Michael J Elliott, M.D.
Portsmouth Naval Hospital
Portsmouth, VA
Joseph B. Slakey, M.D.
Portsmouth Naval Hospital
Portsmouth, VA
Exhibit from the SRS 2002 Annual Meeting
PURPOSE: To evaluate the safety of the “outside-in” technique utilizing only standard anatomic landmarks without image guidance.

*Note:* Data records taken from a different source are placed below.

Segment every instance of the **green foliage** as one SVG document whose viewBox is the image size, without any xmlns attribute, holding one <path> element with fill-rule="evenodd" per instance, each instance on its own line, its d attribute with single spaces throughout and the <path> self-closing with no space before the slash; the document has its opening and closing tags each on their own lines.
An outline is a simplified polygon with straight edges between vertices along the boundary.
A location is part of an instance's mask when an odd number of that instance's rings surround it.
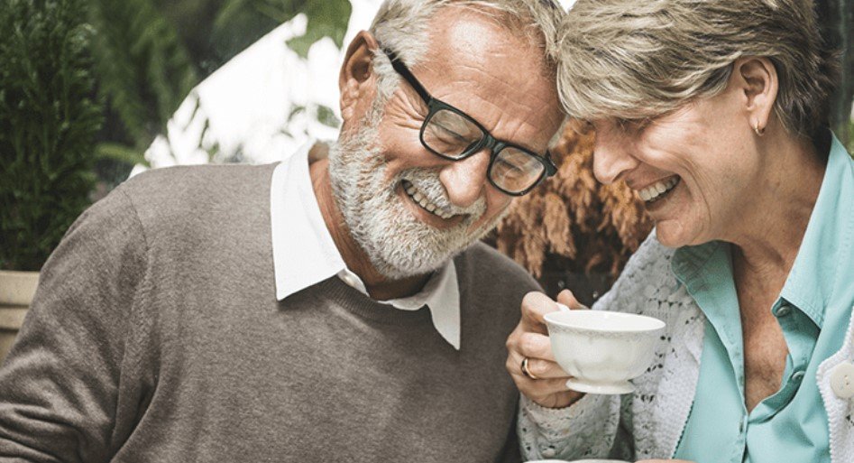
<svg viewBox="0 0 854 463">
<path fill-rule="evenodd" d="M 300 2 L 291 2 L 291 5 Z M 346 0 L 324 2 L 302 2 L 303 12 L 308 16 L 306 33 L 288 41 L 288 46 L 299 56 L 306 58 L 311 44 L 324 37 L 330 37 L 335 45 L 344 45 L 344 34 L 347 32 L 351 6 Z"/>
<path fill-rule="evenodd" d="M 174 26 L 152 0 L 89 0 L 96 31 L 95 59 L 100 93 L 130 140 L 106 140 L 102 153 L 124 146 L 123 157 L 142 152 L 198 82 L 196 67 Z M 135 150 L 135 156 L 127 156 Z"/>
<path fill-rule="evenodd" d="M 258 24 L 278 25 L 302 13 L 308 19 L 306 33 L 288 41 L 288 46 L 306 58 L 311 45 L 324 37 L 342 47 L 351 10 L 348 0 L 225 0 L 216 16 L 214 34 L 229 31 L 238 36 L 250 35 Z"/>
<path fill-rule="evenodd" d="M 81 1 L 0 8 L 0 268 L 40 269 L 89 204 L 101 113 Z"/>
</svg>

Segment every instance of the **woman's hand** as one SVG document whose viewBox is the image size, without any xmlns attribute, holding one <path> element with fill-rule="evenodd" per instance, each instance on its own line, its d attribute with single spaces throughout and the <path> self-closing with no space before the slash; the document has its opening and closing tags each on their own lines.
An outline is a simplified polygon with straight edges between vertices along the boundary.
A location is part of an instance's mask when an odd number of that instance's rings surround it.
<svg viewBox="0 0 854 463">
<path fill-rule="evenodd" d="M 557 301 L 571 308 L 583 309 L 573 293 L 564 290 Z M 552 344 L 543 316 L 558 310 L 557 304 L 542 292 L 528 292 L 522 299 L 522 319 L 507 338 L 507 371 L 516 387 L 528 399 L 548 408 L 569 406 L 584 394 L 566 387 L 566 375 L 555 362 Z M 522 361 L 528 358 L 528 373 L 522 371 Z"/>
</svg>

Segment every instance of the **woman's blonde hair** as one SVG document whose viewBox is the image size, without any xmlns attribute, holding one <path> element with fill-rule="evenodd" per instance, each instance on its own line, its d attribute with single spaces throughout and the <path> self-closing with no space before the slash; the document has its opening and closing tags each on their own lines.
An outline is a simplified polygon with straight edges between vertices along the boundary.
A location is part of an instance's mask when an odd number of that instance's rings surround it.
<svg viewBox="0 0 854 463">
<path fill-rule="evenodd" d="M 796 136 L 827 124 L 839 74 L 812 0 L 578 0 L 563 25 L 561 101 L 584 120 L 640 120 L 723 90 L 740 57 L 774 64 Z"/>
</svg>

MATERIALS & METHODS: 80 pedicle screws were placed from T4-T11 in 5 fresh cadaveric specimens. No imaging was utilized. All screws were placed using anatomic landmarks. Pedicles were dissected to determine breakout, and location of anatomic structures. Breakout was described as Grade 1 <1mm ,Grade II <2m, Grade III 2-4mm of screw penetration

RESULTS: 3 screws (3.75%) perforated the medial cortex: 2 Grade I, 1 Grade II. 4 screws (5%) violated the pedicle directly lateral: 2 Grade I, 1 Grade II, 1 Grade III. The rib laterally covered all screws. There were no pedicle violations superior or inferior.

CONCLUSIONS: The “outside-in” technique for thoracic pedicle screw placement is safe and utilizes the same anatomic landmarks at all levels. Our results are comparable to other published studies where image guidance was utilized.